Chestnut Hill is an 18th-century Federal-style mansion north of Leesburg in Loudoun County, Virginia, United States. Chestnut Hill was the home of Thomson Francis Mason (1785-21 December 1838), a prominent jurist, lawyer, councilman, judge, mayor of Alexandria, and grandson of Founding Father of the United States George Mason. Chestnut Hill was also the home of Mason's son, Dr. John "Frank" Francis Mason (28 August 1828-4 August 1897). It is located at 13263 Chestnut Hill Lane near Leesburg.

==History==
It is hypothesized that Thomas George constructed a stucco-covered two-story fieldstone dwelling around 1766 prior to his purchase of the Chestnut Hill property. It was this structure that comprises the earliest section of the Chestnut Hill mansion. During the American Revolutionary War, Colonel Josias Clapham purchased 200 acre of property on which stood the small Chestnut Hill dwelling. The fieldstone house was further expanded in size under Colonel Clapham's ownership. His son, Samuel Clapham, a representative for Loudoun County in the Virginia General Assembly from 1797 through 1799, acquired the house upon Colonel Clapham's death. Under his ownership, Samuel Clapham doubled the size of the house at Chestnut Hill.

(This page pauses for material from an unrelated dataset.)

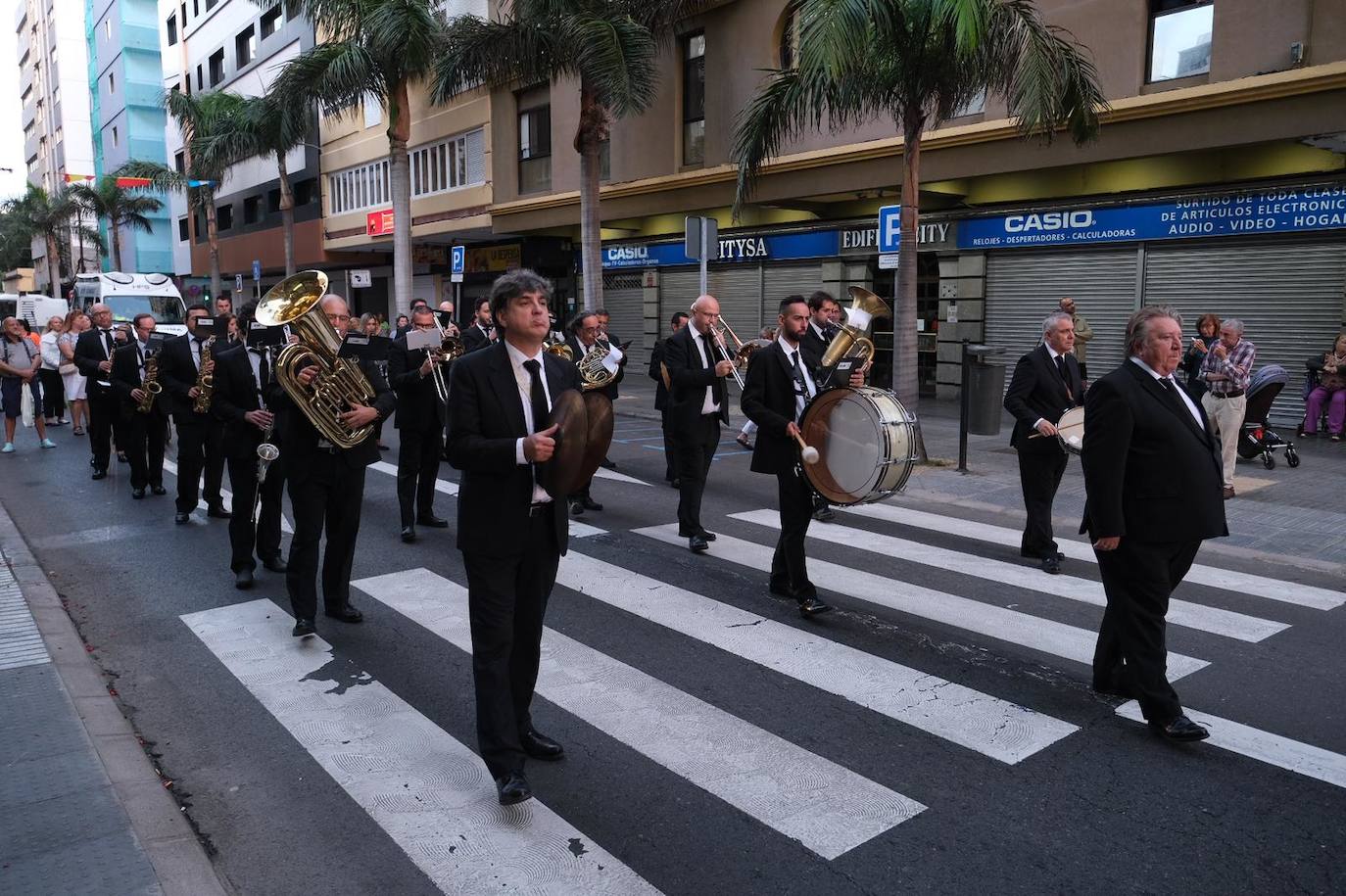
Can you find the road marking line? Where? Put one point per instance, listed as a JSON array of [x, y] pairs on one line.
[[1242, 583], [985, 724], [428, 791], [805, 797], [1046, 636], [1283, 752], [1180, 612]]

The two-story fieldstone mansion was also considerably enlarged by Clapham's son-in-law, Thomson Francis Mason. Mason's wife Elizabeth Clapham Price Mason, known as Betsey, owned the Chestnut Hill property for 34 years until her death in 1873, although throughout most of her ownership she resided in Alexandria. By the early 1870s, Dr. John "Frank" Francis Mason was owner of Chestnut Hill and also enlarged the mansion. Chestnut Hill, along with the adjacent 20 acre, is currently for sale. It is believed that an original copy of the Virginia Declaration of Rights was stored at Chestnut Hill during the Mason family's ownership of the estate until it was sold to the National Archives and Records Administration in 1930.

==American Civil War==
Following Union Army orders to burn Chestnut Hill, the mansion was saved due to the respect the officer in charge of carrying out the orders had for the Mason family name.

==Architecture==
Chestnut Hill is a two-story Federal-style fieldstone house with interior end chimneys and a central-passage-double-pile-plan fieldstone addition. It is the oldest surviving structure of its kind in the area. The addition of a two-story flat-roofed portico and dormers were among the modifications made by Mr. and Mrs. Coleman C. Gore after they purchased the Chestnut Hill in 1930. The home features eleven fireplaces.